#27

390 35 0
                                    

"Sebentar ya, lo tunggu di sini."

Rangga pergi meninggalkan Ravela di ruang tamu Villa yang cukup luas. Ravela berdiri di dekat sebuah jendela yang terbuka, memperlihatkan pemandangan hamparan pepohonan yang begitu lebat. Bisa dibilang itu adalah hutan kecil yang ada di sekitar Villa tersebut.

Ravela memandang keluar jendela, menghirup udara segar sebanyak mungkin untuk memendam semua keresahan yang sedang menguasai hatinya. Sepertinya dia harus bercerita pada Lana mengenai hal ini. Entah kenapa, disaat seperti ini hanya nama Lana yang terlintas di otaknya. Ravela butuh seseorang untuk sekedar berbagi keresahan.

Mungkin, karena Ravela dan Lana sudah bersahabat sejak lama. Maka dari itu, apapun yang membuat Ravela resah atau senang, Ravela pasti akan menceritakan semuanya pada Lana. Kecuali, tentang Rangga.

Jari Ravela mulai menari di atas keyboard ponsel berlayar sentuh miliknya. Ketika sedang asik merangkai kata, seseorang berdiri di sebelahnya. Seseorang yang Ravela yakini adalah Rangga.

Tapi ternyata bukan. Orang itu bukan Rangga. Ketika Ravela menolehkan kepalanya, bukan wajah menyenangkan Rangga yang dia lihat. Melainkan wajah suram Rafael yang langsung menggetarkan hatinya karena rasa takut.

Padahal, Rafael hanya berdiri, tidak memandang Ravela sedikitpun. Jika manik mata Rafael tertuju pada Ravela, pasti air mata gadis itu akan terjun bebas membasahi pipi. Karena hanya lewat tatapan, Ravela bisa menilai seberapa dalam kebencian yang Rafael pendam untuknya.

"Kakak," lirih, Ravela tidak tahu harus berkata apalagi selain menyebutkan satu kata itu. Kakak? Sampai detik ini Ravela masih menganggap Rafael sebagai kakaknya. Kakak yang paling Ravela sayang, meskipun belum tentu Rafael juga menyayanginya.

"Kenapa sih, lo selalu ngikutin gue? Belum cukup lo bikin gue marah?" tanya Rafael dingin. Berbicara tanpa menolehkan kepalanya sedikitpun.

"Kak, Maaf."

Rafael tidak peduli dengan nada gemetar yang terucap dari bibir adiknya. Yang Rafael pedulikan saat ini adalah pertanyaannya tentang harinya yang begitu sial. Kenapa di saat dia ingin bersenang-senang, dia malah bertemu dengan orang-orang yang membuat emosinya mudah meluap? Melihat Ravela dan Rangga di tempat yang sama adalah hal terburuk yang pernah Rafael alami selama hidupnya. Rafael tidak pernah mengharapkan hari seperti ini terjadi. Rafael selalu berharap untuk menjauh dari kedua orang itu, selama mungkin, atau jika bisa, Rafael ingin menjauh dari mereka untuk selamanya.

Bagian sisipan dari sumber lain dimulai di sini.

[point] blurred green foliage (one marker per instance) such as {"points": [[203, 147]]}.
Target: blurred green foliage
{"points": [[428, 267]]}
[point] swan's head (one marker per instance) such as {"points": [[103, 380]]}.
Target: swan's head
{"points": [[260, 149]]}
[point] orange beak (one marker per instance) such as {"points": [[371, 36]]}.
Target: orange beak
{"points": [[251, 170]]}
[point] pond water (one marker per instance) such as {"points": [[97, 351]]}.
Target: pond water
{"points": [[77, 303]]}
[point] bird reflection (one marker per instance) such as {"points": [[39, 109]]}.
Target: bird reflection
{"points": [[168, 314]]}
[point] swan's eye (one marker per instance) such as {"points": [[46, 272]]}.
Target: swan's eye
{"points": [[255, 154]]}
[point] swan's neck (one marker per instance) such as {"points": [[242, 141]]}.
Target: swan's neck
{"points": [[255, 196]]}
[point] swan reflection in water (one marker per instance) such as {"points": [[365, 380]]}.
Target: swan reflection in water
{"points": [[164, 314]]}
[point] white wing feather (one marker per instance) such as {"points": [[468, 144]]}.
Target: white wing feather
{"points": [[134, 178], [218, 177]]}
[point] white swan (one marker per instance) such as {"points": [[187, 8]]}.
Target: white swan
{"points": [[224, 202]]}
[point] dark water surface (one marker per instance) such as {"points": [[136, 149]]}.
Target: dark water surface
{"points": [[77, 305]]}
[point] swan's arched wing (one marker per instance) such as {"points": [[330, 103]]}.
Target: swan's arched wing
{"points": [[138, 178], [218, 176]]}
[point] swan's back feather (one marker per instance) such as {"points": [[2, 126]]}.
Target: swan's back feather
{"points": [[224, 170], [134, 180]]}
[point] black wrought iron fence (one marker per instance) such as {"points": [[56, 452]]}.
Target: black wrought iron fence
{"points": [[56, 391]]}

"Jangan pernah panggil gue, jangan lihat gue, jangan peduli sama gue! Anggap aja kita nggak saling kenal satu sama lain, ngerti?" setelah Ravela mengangguk kecil, Rafael pun pergi. Meninggalkan Ravela dengan air matanya yang siap terjun saat itu juga.

Ravela kuat. Tapi hatinya terlalu rapuh dan mudah terluka jika Rafael ada di dekatnya.

"Aduh, bentar ya, kayanya sepatu gue di pake Bisma, deh," Rangga datang sambil uring-uringan karena tidak berhasil menemukan sepatunya. Saat ini kakinya hanya beralas sendal jepit yang biasa dijual sepuluh ribuan.

Rangga masih celingak-celinguk mencari sosok Bisma. Saat di dalam kamar, Rangga melihat Bisma keluar menuju ke halaman depan. Tanpa Rangga sadari ternyata alas kaki Bisma sudah berganti dengan seaptunya. Entah salah pakai atau memang sengaja, yang jelas Rangga ingin sepatunya kembali sekarang juga!

"Bisma dimana sih.., eh? Ra, lo kenapa?" Rangga tertegun, pandangannya terkunci pada Ravela—yang pelupuk matanya sudah penuh oleh buliran bening.

Rangga memajukan langkahnya untuk lebih dekat lagi dengan Ravela. Saat itu juga buliran bening itu mengalir, menuruni pipinya. Dengan sigap, ibu jari Rangga menyeka buliran itu.